Dan jenis usaha yang dipilihnya adalah berjualan sepatu. Ferri melihat bahwa trading atau berdagang bisa hanya berbekal katalog produk. Ia juga punya produk unggulan, yaitu “sepatu trekking” yang diperolehnya dari luar negeri.

Kemudian ia melihat bahwa permintaan pasar mengarah ke produk-produk umum adventure. Sejak itulah ia memperlebar usahanya ke trading peralatan dan pakaian petualangan sampai ke produk-produk safety, emergency dan militer.

Di saat usahanya mulai membaik, ia mulai mengenang kembali proses saat ia jatuh, melihat sebuah harapan baru dan mulai bangkit kembali. Ada empat hal yang bisa membuatnya perlahan-lahan naik kembali.

Yang pertama adalah integritas dan kejujuran. Dengan memiliki nilai integritas dan kejujuran dalam segala hal akan melanggengkan hubungan yang telah dijalin. Baik dengan konsumen, suplier atau dengan siapa saja.

Kedua, biasakan memberi dulu baru menerima. Contohnya waktu terjadi gempa. Dia sempat terheran-heran mengapa tiba-tiba dirinya membuat posko gempa dan aktif di dalamnya di saat kondisi bisnisnya remuk.

Tapi, disitulah hal unlogic terjadi. Tiba-tiba bisnis barunya mulai membaik, order mulai berdatangan dan masalah di usahanya satu per satu terselesaikan.

Ternyata upayanya mendirikan posko bantuan gempa berimbas positif kepada bisnisnya. Padahal hal itu tidak pernah terlintas sama sekali dalam benaknya. Jadi menurutnya, dalam dunia bisnis selalu ditekankan untuk “memberi dahulu, baru kemudian menerima”, apapun bentuknya.
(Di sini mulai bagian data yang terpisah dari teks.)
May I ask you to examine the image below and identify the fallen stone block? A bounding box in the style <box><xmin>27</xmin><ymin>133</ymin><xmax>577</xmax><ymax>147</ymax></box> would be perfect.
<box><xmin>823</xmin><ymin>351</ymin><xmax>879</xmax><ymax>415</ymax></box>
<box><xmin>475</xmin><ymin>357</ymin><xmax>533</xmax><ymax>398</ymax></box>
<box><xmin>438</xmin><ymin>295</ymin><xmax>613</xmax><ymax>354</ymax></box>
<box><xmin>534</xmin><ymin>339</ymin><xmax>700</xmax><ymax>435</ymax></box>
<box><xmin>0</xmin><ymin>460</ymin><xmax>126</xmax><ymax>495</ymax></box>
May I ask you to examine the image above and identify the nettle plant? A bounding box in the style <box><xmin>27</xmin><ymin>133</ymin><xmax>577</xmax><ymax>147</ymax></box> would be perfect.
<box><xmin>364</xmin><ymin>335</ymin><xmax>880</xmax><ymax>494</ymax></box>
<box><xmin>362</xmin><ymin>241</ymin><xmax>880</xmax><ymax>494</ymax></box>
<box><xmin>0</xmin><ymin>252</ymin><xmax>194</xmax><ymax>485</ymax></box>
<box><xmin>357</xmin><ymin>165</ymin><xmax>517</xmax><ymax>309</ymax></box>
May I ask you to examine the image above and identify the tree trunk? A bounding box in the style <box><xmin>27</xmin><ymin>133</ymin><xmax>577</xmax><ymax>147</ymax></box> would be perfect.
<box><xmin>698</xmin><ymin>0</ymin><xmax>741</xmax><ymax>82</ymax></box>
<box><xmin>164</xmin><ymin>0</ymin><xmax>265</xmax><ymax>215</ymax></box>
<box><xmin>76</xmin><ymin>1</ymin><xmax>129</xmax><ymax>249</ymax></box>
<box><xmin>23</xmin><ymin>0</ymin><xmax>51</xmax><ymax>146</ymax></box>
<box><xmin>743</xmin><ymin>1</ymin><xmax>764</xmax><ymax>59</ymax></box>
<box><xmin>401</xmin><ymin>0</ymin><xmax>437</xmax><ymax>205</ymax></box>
Ketiga, passion. Pada waktu ia merasa mentok dengan masalah bisnis yang dihadapinya, ada seorang teman mengingatkannya untuk kembali menemukan “passion”-nya. Ia disarankan untuk tetap semangat, bergairah dan melihat kembali “sejarah kehidupan keluarga dan kehidupannya” di masa dahulu.

Lewat passion inilah kekuatan untuk terus maju dalam menghadapi segala tantangan timbul. Ternyata Ferri pernah berjualan sayur di masa kecilnya. Jadi ia mengenangnya kembali dan ternyata kenangan tersebut bisa memberikan lecutan baginya.

Terakhir, dalam dunia wirausaha selalu dipenuhi dengan hal-hal yang “unlogic”. Hal-hal yang sulit dijelaskan secara rasional. Sudah beberapa kali ia bertemu dengan orang-orang yang menjalankan usahanya dengan keyakinan terhadap doa yang dipanjatkan. “Syukuri, bertindak dan berdoalah”, Ferri mencoba mengulangi kalimat yang pernah didengarnya.

Hanya saja, hal itu meski terdengar mudah tetapi sangat sulit penerapannya. Masalahnya adalah hal itu ada kaitannya dengan keiklashan hati. Sebuah hal yang sangat sulit diukur dengan angka dan kata-kata. Sekarang, Ferri Iskandar sudah melakukan diversifikasi usaha di bidang kuliner dan peternakan.

Di dua jenis usaha yang terakhir tersebut, ia memutuskan untuk tidak terlibat dalam pengelolaanya. Ia lebih nyaman sebagai pendukung orang-orang yang mempunyai hasrat tinggi dalam menjalankan usaha tersebut.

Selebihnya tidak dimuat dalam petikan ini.